Is parameter expansion in test expression possible?

Question

When I try the following expression in bash I get a strange error message:

[: -lt: unary operator expected

First the function definition

some_func () {
  (( 3 + 5 ))
}

And the expression

[ $(some_func) -lt 10 ] && true

I guess the problem is mixing operators like -lt with command substitution and/or arithmetic expansion?

The exit code $? is 2 and the message is an unary op was expected.

Answer 1

It should be

some_func() {
  echo "$(( 3 + 5 ))"
}
[ "$(some_func)" -lt 10 ]

---

Why it failed

$(some_func) expands to the output of the function* (minus its trailing newline), which however outputs nothing. Therefore, the test becomes

[ -lt 10 ]

In its most basic forms, the [ test accepts 1 to 3 parameters. Since above there are 2 parameters, Bash expects the 1st one to be an unary operator. -lt is binary, hence the error message.
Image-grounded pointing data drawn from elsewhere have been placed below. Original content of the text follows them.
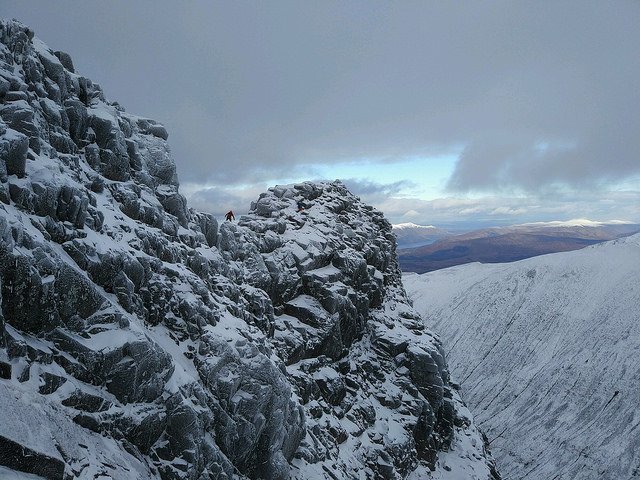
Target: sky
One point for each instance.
(435, 112)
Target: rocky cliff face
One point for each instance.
(140, 339)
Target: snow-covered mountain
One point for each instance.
(512, 243)
(547, 351)
(141, 339)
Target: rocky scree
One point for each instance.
(156, 343)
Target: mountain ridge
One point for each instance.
(508, 244)
(546, 352)
(142, 338)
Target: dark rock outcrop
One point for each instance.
(158, 344)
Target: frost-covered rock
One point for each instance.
(155, 343)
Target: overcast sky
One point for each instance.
(500, 112)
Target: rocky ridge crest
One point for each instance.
(140, 338)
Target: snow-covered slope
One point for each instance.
(547, 351)
(140, 339)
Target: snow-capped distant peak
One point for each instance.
(577, 222)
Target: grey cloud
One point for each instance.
(254, 91)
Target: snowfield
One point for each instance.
(547, 351)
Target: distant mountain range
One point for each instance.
(410, 235)
(547, 352)
(499, 244)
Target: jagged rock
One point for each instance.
(281, 346)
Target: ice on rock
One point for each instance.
(140, 339)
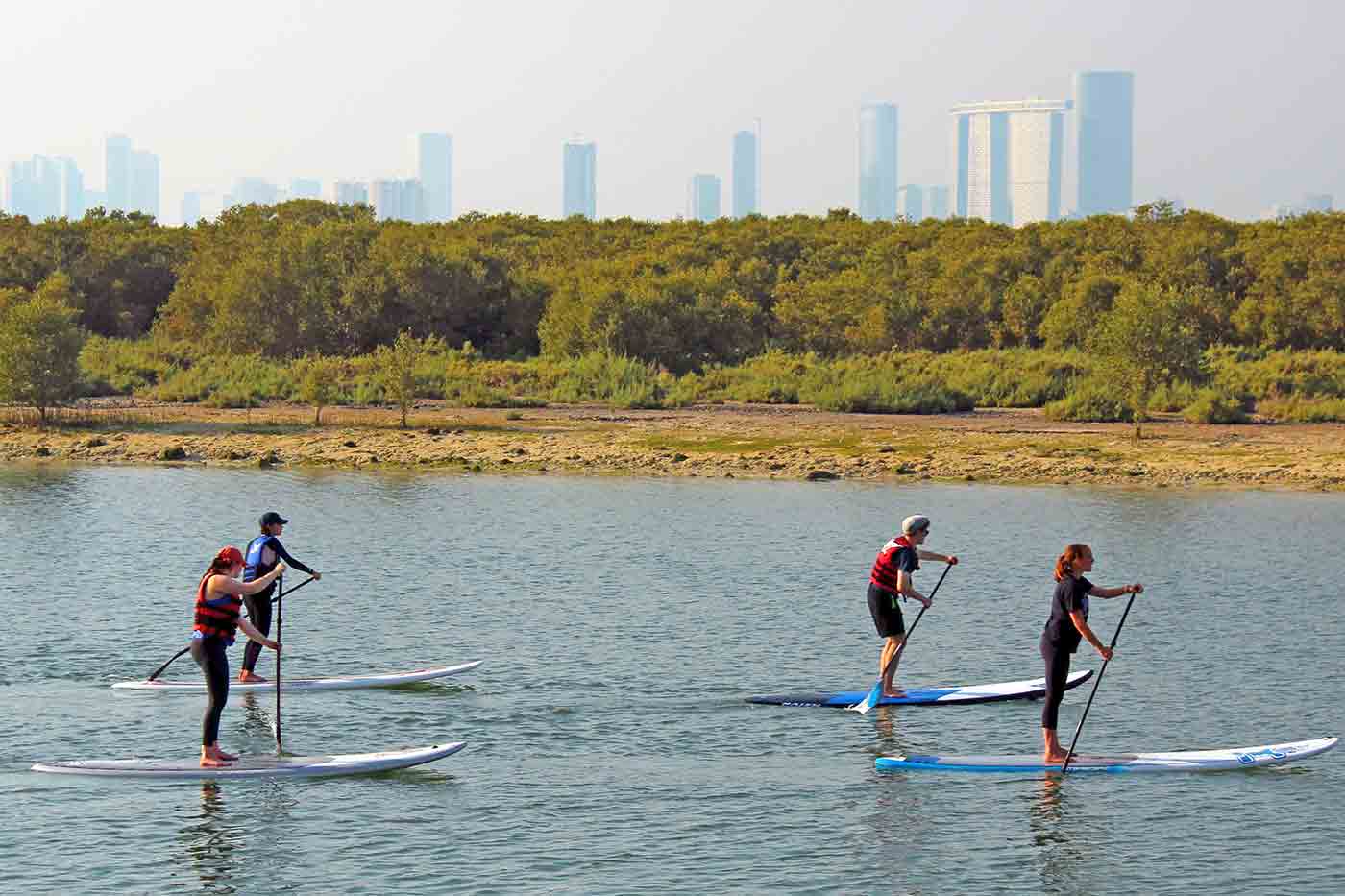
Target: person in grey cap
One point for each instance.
(891, 579)
(262, 553)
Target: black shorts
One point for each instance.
(887, 615)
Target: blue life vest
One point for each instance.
(253, 567)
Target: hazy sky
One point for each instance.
(1237, 103)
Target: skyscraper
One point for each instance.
(34, 188)
(1317, 202)
(580, 195)
(117, 174)
(397, 200)
(911, 204)
(1008, 157)
(306, 188)
(144, 183)
(350, 193)
(878, 161)
(744, 174)
(702, 198)
(191, 208)
(1105, 110)
(434, 164)
(258, 191)
(938, 202)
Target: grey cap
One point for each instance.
(917, 522)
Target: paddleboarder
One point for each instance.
(264, 552)
(891, 579)
(217, 620)
(1068, 624)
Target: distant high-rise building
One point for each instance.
(702, 198)
(144, 183)
(1008, 157)
(191, 208)
(306, 188)
(878, 161)
(911, 204)
(117, 175)
(397, 200)
(580, 195)
(1105, 111)
(938, 202)
(434, 166)
(255, 191)
(34, 188)
(352, 193)
(1317, 202)
(744, 174)
(71, 190)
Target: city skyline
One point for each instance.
(1227, 120)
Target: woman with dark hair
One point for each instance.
(215, 621)
(1068, 624)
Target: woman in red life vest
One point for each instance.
(217, 620)
(891, 577)
(1068, 624)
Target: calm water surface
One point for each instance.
(622, 623)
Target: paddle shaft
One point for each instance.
(1100, 673)
(910, 631)
(280, 617)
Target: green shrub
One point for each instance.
(1304, 409)
(1212, 405)
(1091, 402)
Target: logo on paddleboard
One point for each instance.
(1248, 759)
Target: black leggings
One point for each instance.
(210, 654)
(258, 614)
(1058, 673)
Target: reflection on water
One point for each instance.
(214, 849)
(1063, 842)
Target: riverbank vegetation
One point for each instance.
(1109, 318)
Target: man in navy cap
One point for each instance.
(262, 553)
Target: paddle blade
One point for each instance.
(870, 701)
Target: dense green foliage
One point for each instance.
(39, 346)
(830, 311)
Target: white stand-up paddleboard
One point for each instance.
(1186, 762)
(948, 695)
(347, 682)
(259, 765)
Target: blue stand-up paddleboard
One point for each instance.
(965, 694)
(1187, 762)
(258, 765)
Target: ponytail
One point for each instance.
(1065, 561)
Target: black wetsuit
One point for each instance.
(258, 604)
(1059, 641)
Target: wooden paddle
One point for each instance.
(280, 614)
(1096, 681)
(876, 694)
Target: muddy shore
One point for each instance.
(762, 442)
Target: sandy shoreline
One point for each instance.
(764, 442)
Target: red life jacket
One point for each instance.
(885, 567)
(217, 618)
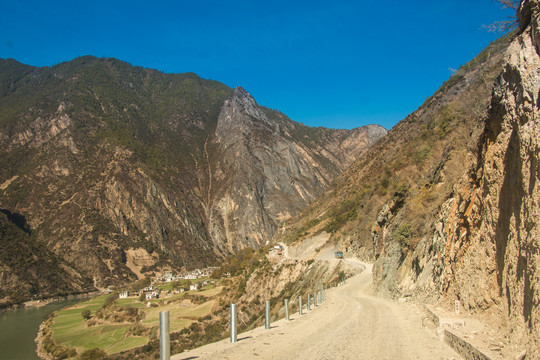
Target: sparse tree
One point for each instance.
(505, 25)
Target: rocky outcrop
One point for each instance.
(483, 247)
(112, 158)
(267, 171)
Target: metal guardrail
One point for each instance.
(164, 330)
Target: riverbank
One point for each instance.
(47, 301)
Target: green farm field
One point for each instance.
(70, 329)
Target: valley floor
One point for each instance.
(350, 324)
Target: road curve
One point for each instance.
(350, 324)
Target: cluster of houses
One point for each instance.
(168, 276)
(150, 292)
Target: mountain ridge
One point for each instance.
(102, 157)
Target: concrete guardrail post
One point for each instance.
(233, 323)
(267, 314)
(164, 336)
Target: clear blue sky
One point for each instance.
(338, 63)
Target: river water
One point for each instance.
(18, 329)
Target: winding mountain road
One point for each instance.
(350, 324)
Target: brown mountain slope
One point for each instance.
(102, 158)
(447, 203)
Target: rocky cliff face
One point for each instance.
(106, 160)
(268, 168)
(485, 245)
(447, 204)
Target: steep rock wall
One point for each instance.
(484, 246)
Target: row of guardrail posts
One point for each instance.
(164, 334)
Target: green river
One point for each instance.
(18, 329)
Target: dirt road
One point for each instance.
(350, 324)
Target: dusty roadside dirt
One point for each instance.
(350, 324)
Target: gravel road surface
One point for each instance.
(350, 324)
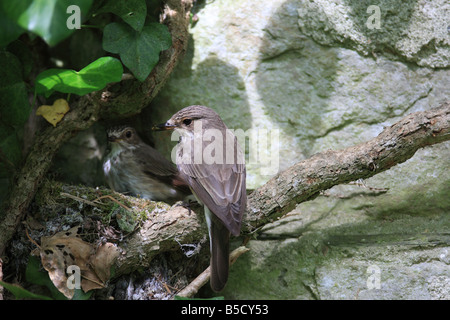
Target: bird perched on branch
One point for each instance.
(136, 168)
(210, 160)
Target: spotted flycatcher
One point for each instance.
(210, 160)
(136, 168)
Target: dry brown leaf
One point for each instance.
(55, 112)
(103, 259)
(66, 248)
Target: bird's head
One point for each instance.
(123, 137)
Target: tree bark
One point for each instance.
(301, 182)
(89, 109)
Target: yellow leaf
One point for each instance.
(55, 112)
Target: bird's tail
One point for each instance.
(219, 237)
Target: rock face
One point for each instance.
(324, 77)
(316, 75)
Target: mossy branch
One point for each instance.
(89, 109)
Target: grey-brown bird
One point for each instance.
(135, 168)
(214, 168)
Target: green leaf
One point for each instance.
(47, 19)
(132, 12)
(21, 293)
(10, 149)
(93, 77)
(139, 51)
(14, 105)
(33, 274)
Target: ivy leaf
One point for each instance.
(47, 19)
(139, 51)
(132, 12)
(93, 77)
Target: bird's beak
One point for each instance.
(164, 126)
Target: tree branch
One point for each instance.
(301, 182)
(89, 109)
(304, 180)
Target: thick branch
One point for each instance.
(89, 109)
(299, 183)
(304, 180)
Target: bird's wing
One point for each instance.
(221, 187)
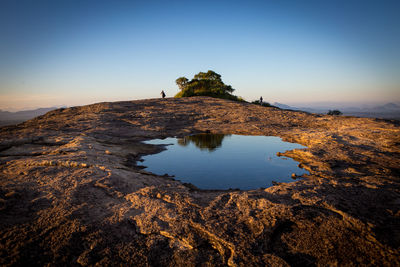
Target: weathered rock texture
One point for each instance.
(71, 193)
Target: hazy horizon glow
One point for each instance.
(79, 52)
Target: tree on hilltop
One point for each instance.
(205, 84)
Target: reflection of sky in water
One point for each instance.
(245, 162)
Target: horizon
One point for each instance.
(74, 53)
(311, 105)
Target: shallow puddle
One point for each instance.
(217, 161)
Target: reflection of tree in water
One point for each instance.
(203, 141)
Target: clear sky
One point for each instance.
(79, 52)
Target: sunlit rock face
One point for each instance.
(73, 192)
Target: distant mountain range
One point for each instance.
(8, 118)
(386, 111)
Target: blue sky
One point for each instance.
(81, 52)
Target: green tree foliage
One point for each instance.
(205, 84)
(334, 112)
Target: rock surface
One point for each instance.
(71, 193)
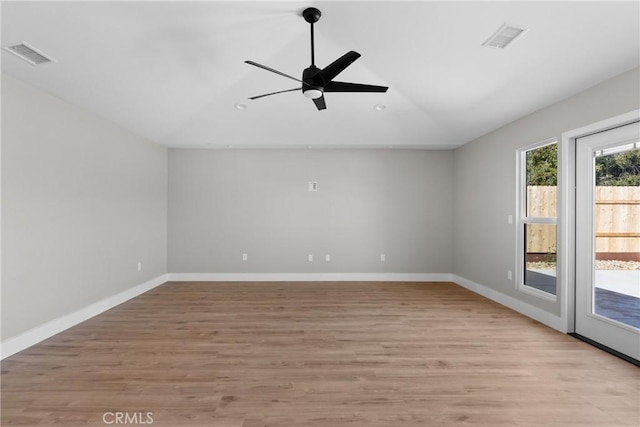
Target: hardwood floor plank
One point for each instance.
(317, 354)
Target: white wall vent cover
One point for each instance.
(505, 35)
(29, 53)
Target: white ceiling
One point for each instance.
(173, 71)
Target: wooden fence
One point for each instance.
(617, 220)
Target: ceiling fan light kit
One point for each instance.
(316, 81)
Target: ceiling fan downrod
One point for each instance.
(312, 15)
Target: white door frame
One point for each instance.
(567, 209)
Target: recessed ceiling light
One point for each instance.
(29, 54)
(505, 35)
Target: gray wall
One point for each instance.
(82, 203)
(484, 190)
(369, 202)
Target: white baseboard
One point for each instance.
(528, 310)
(309, 277)
(40, 333)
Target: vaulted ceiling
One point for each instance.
(174, 72)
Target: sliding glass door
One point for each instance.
(608, 238)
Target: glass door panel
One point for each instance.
(608, 238)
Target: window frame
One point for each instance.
(522, 219)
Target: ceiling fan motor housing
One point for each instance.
(312, 82)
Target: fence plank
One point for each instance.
(617, 219)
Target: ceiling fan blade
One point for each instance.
(264, 67)
(274, 93)
(353, 87)
(338, 66)
(320, 103)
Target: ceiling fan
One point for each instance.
(316, 81)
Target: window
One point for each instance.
(537, 213)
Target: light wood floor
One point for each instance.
(317, 354)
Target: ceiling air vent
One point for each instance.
(28, 53)
(505, 35)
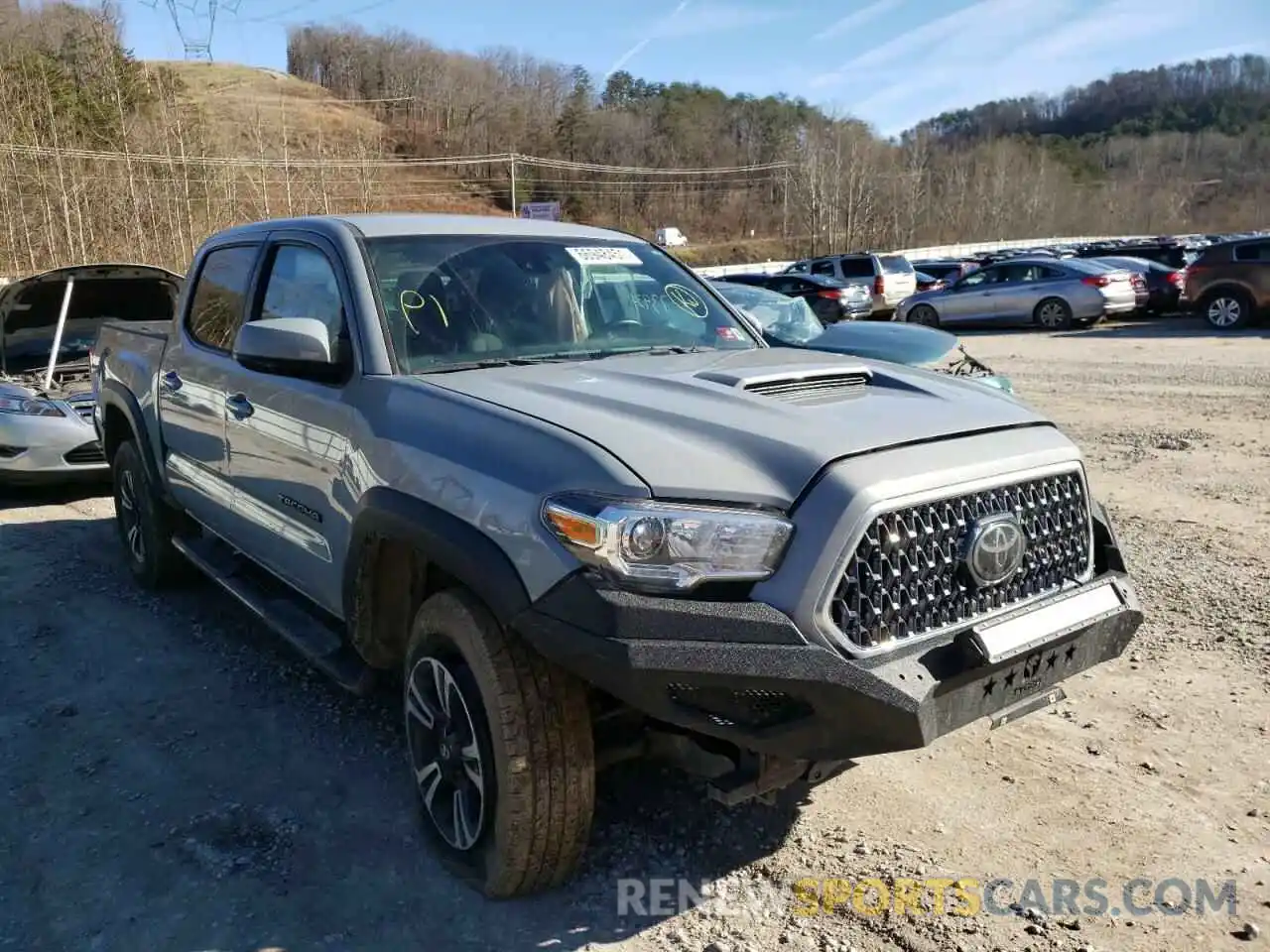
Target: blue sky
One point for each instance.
(890, 62)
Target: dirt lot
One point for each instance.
(175, 779)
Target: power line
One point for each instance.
(347, 163)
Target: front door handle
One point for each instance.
(239, 405)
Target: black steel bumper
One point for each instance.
(742, 671)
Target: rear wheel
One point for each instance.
(1227, 309)
(1053, 313)
(502, 751)
(925, 315)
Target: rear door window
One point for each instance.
(1252, 252)
(220, 296)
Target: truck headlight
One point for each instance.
(30, 407)
(667, 546)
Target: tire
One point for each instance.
(1053, 313)
(924, 315)
(144, 521)
(1227, 309)
(517, 751)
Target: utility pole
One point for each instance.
(785, 206)
(511, 158)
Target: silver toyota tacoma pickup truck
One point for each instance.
(550, 479)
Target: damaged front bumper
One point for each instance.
(743, 673)
(36, 449)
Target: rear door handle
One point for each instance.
(239, 405)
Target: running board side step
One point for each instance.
(314, 638)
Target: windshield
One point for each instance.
(30, 322)
(789, 320)
(451, 301)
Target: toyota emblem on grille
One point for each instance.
(994, 548)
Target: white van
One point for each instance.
(670, 238)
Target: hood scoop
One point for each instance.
(821, 385)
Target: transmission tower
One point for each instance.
(194, 22)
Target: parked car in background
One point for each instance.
(1164, 284)
(947, 270)
(929, 282)
(1048, 293)
(832, 299)
(890, 278)
(1229, 284)
(46, 394)
(790, 322)
(1173, 254)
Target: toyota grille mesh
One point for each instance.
(906, 576)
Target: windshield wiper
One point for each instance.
(557, 357)
(479, 365)
(633, 350)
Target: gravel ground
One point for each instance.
(176, 779)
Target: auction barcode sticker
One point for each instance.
(599, 254)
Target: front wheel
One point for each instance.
(144, 521)
(500, 748)
(924, 315)
(1053, 313)
(1227, 309)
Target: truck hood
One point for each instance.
(740, 425)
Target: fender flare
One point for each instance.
(454, 546)
(112, 394)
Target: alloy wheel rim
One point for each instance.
(1052, 315)
(130, 515)
(1223, 312)
(448, 769)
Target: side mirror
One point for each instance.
(289, 347)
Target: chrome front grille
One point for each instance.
(906, 578)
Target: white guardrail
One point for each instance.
(916, 254)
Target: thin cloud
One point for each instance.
(701, 19)
(654, 35)
(985, 18)
(1074, 51)
(858, 18)
(706, 18)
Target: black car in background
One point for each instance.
(830, 299)
(1164, 284)
(1165, 253)
(947, 270)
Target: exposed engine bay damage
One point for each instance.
(62, 311)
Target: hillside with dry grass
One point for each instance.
(107, 158)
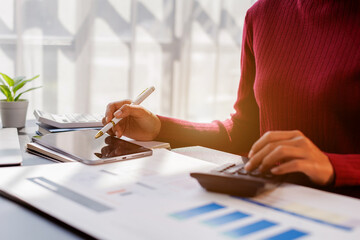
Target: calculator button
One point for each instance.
(255, 173)
(242, 171)
(268, 175)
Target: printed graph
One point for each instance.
(258, 225)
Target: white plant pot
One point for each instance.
(13, 114)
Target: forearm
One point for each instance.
(346, 167)
(224, 136)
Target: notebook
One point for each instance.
(10, 153)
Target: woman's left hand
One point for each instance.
(290, 151)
Had you quoted the expansion as appropriate with

[ "$(some_func)" -lt 10 ]

The error would be "integer expression expected" because the test would have the empty string:

[ "" -lt 10 ]

And, unless under non-trivial circumstances, && true is redundant.

^{*Since the expansion is unquoted, the output also undergoes word splitting and filename expansion. These shouldn't play a part in the present example, though as long as $IFS has not been changed from its default value.}

Answer 2

$(cmd) gets the standard output of cmd¹, so for that to expand to the result, you need cmd to output it:

some_func() {
  echo "$(( 3 + 5 ))"
}
[ "$(some_func)" -lt 10 ]

as others have already said. However, that means some_func is run in a subshell environment, so any modification to variables or anything else will be lost afterwards.

For instance, there's no point doing:

counter=0
incr() { echo "$((++counter))"; }
while [ "$(incr)" -le 10 ]...

as $(incr) will always expand to 1 (as counter will only be incremented in the subshell).

For a function to return a numerical result via an arithmetic evaluation, you'd need a shell with support for math functions like ksh93 or zsh. bash won't do.

In zsh:

counter=0
incr() (( ++counter ))
functions -M incr
while (( incr() <= 10 )); do
  print $counter
done

In ksh93:

function .sh.math.incr i {
  # ksh93 functions must take at least one argument
  (( .sh.value = (counter += i) ))
}
while (( incr(1) <= 10 )); do
  print "$counter"
done

Another alternative in ksh93 or recent versions of mksh is to use forms of command substitution that don't introduce subshells:

counter=0
function incr { print "$(( ++counter ))"; }
while [ "${ incr; }" -le 10 ]; do
  print "$counter"
done

Or in mksh:

counter=0
incr() (( REPLY = ++counter ))
while [ "${| incr; }" -le 10 ]; do
  print "$counter"
done

In any POSIX shell including bash, you can always return the value in a predefined variable ($REPLY is commonly used for that):

counter=0
incr() { REPLY=$(( counter += 1 )); }
while incr; [ "$REPLY" -le 10 ]; do
  echo "$counter"
done

You'll find more details at this answer to another Q&A about mksh's valsub feature

---

^{¹ stripped of its trailing newline characters, and in the case of bash of its NUL characters, and here because you forgot the quotes, subject to split+glob}

Answer 3

Command substitution captures the output of a command or function. That function has no output.

The $? variable holds the return code of the function.

Either do this:

some_func
(( $? < 10 )) && echo yes

or change the function to:

some_func() {
    echo $(( 3 + 5 ))
}
[[ $(some_func) -lt 10 ]] && echo yes

---

Notice how I'm using [[...]] instead of [...]? The double bracket conditional is more forgiving about empty values.